Christine Shimizu commence par rappeler que le milieu artistique dont elle va parler se situe à Calcutta (Bengale) qui est alors la capitale du Raj britannique et ce jusqu’en 1912. Cette province est la plus grande du Raj. En 1905, elle est divisée en deux parties par Lord Curzon, Vice-roi des Indes, afin d’en affaiblir les revendications politiques. Cette création de deux états, l’un à majorité hindoue et l’autre musulmane, a pour résultat de susciter un mouvement nationaliste: le Swadeshi (mouvement pour «l’autosuffisance» de l’Inde).
Durant cette période, la bourgeoisie bengalie se fait construire de somptueuses maisons à Jorasanko, le quartier nord de Calcutta. La famille Tagore est l’une d’entre elles. Elle joue un rôle déterminant dans les relations entre le Japon et l’Inde et a une grande influence dans le mouvement de «Renaissance du Bengale». En plus de Rabindranath Tagore (1861-1941), le célèbre poète et prix Nobel, la famille est un milieu intellectuel riche de musiciens, d’écrivains et de peintres. En 1877, R. Tagore lance une revue littéraire et artistique Bharati où seront notamment reproduites des peintures de l’avant-garde de la modernité indienne.
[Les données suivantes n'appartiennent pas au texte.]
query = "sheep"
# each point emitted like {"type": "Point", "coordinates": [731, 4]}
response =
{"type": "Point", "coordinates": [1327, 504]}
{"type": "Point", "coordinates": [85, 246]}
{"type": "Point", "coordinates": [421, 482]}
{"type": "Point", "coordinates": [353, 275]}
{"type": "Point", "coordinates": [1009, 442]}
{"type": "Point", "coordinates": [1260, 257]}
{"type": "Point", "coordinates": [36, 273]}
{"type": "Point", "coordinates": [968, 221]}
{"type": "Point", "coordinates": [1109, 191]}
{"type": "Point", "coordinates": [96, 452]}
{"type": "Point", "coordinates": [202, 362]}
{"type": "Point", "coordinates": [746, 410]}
Un autre personnage qui joue un rôle important dans ce milieu culturel de Calcutta est Margaret Noble (1867-1911), connue sous le nom de Sœur Nivedita. Cette Irlandaise, qui a suivi le gourou Swami Vivekananda (1863-1902), lui-même disciple de Ramakrishna, arrive à Calcutta en 1898. Femme exceptionnelle, elle se consacre à la cause indienne et, travailleuse sociale, à la cause des femmes. Très proche des milieux littéraires indiens de Calcutta et de Rabindranath Tagore, elle est opposée à l’influence britannique et soutient que l’histoire de l’Inde doit être écrite par des Indiens et que le renouveau artistique et littéraire doit prendre ses racines en Inde.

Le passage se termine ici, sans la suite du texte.